Despite its beauty and my deep historical interest in the empire that created such an elegant capital, Prague is a city that has eluded me through many trips to Europe precisely because of its extreme linguistic foreignness. I know several people who have lived there happily without understanding passing conversations on the street, which is encouraging. I hope to make the trip someday and experience these five things when I do:
1. Walk across the Charles Bridge at Sunrise
I feel like whenever I see pictures of Prague, they are of this bridge and they are always enchanting. The ones just before sunrise have a look like the final scenes of the movie Anastasia, when Rasputin is trying to slay the heroine. Creepy to say the least. But when the sun comes up, everything looks majestic.
2. Get Invited to a Local’s Chaty
Somehow that headline sounds a bit dirty, but I don’t know how else to phrase it! Chatys are dwellings somewhere between a shack and an estate, depending on the person, that the city dwellers retreat to outside the city. Apparently everyone has one, and I bet that is where you really get a feel for Czech home life.

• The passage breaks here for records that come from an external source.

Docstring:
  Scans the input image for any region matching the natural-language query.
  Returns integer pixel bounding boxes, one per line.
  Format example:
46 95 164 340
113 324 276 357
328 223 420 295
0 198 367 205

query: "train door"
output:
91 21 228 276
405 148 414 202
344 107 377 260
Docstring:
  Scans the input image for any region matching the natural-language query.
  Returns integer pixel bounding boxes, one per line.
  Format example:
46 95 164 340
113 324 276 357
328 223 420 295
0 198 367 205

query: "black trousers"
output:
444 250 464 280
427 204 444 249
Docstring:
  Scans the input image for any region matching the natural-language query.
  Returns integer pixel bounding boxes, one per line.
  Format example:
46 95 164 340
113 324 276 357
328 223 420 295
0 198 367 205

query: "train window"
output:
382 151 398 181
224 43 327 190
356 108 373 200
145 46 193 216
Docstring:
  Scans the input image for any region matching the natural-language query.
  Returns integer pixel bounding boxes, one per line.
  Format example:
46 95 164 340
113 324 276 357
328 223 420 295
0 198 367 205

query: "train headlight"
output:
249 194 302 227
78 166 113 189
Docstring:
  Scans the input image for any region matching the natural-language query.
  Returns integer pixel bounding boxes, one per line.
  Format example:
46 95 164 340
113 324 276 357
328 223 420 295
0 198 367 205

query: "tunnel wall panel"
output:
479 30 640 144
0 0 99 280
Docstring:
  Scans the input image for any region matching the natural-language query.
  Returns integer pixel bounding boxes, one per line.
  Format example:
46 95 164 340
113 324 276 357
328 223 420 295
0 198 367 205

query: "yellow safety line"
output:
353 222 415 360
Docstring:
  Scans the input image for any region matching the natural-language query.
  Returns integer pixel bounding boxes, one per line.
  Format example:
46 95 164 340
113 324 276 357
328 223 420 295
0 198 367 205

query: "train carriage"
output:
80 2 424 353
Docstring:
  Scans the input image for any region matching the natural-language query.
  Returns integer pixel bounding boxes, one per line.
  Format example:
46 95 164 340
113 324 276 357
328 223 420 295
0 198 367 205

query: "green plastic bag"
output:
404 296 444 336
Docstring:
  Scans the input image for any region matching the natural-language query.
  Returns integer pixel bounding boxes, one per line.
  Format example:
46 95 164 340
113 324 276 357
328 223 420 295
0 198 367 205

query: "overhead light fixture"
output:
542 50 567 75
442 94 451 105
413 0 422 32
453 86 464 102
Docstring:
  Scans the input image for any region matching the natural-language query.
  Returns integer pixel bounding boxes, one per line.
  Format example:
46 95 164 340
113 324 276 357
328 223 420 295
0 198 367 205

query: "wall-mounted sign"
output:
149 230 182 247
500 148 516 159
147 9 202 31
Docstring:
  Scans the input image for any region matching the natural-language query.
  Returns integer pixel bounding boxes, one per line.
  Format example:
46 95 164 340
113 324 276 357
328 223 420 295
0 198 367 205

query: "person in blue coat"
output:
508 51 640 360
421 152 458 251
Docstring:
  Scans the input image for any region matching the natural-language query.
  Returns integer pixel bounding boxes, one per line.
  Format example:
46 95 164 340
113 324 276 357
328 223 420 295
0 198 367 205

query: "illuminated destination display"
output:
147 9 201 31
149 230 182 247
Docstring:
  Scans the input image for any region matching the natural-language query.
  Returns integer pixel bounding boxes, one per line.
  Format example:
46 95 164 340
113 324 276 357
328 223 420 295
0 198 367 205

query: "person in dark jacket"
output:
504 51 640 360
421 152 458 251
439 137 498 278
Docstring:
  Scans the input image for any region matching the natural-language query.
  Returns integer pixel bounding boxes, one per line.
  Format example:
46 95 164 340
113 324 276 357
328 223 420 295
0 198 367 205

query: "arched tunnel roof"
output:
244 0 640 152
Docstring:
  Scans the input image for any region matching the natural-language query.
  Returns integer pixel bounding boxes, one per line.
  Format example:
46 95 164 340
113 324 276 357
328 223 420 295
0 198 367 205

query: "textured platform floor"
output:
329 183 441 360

3. Tour the Artbank Museum of Young Art
I have very mixed feelings about a lot of modern art, but from what I’ve seen of the Artbank, it looks meaningful and fascination. Take the sculptures of four handguns, all as tall as a person, pointed at the gun across the way perfectly symmetrically. It looks cool, modern, and edgy and offers a world of possible interpretations, but not like a Rorschach test. The pieces are accessible to interpretation even from people who don’t know about art or the influences of the artist.
4. Visit a Czech Christmas Market
Christmas markets are sort of an obsession of mine. The warmth radiating off bratwurst turning on spits and pots of gluwein coupled with enough lanterns to light Buckingham Palace can’t help but warm you up on a frigid night in Northern European winter. I didn’t even realize they had Christmas markets in Prague until recently, but now I’m completely intrigued. How is it different from the German Markets?
5. Dance at the Prague Dancing House
It seems that every city these days (even mundane places like Minneapolis, Minnesota) has a Frank Gehry-esque or actual Frank Gehry building these days. In Prague, the photogenic mass of glass and steel is known colloquially as the Prague Dancing House because two intertwining buildings look like dancers. People don’t actually dance in it, but I think they should. Whenever I make it to Prague, I want to shoot a tango video with the Dancing Building as the backdrop.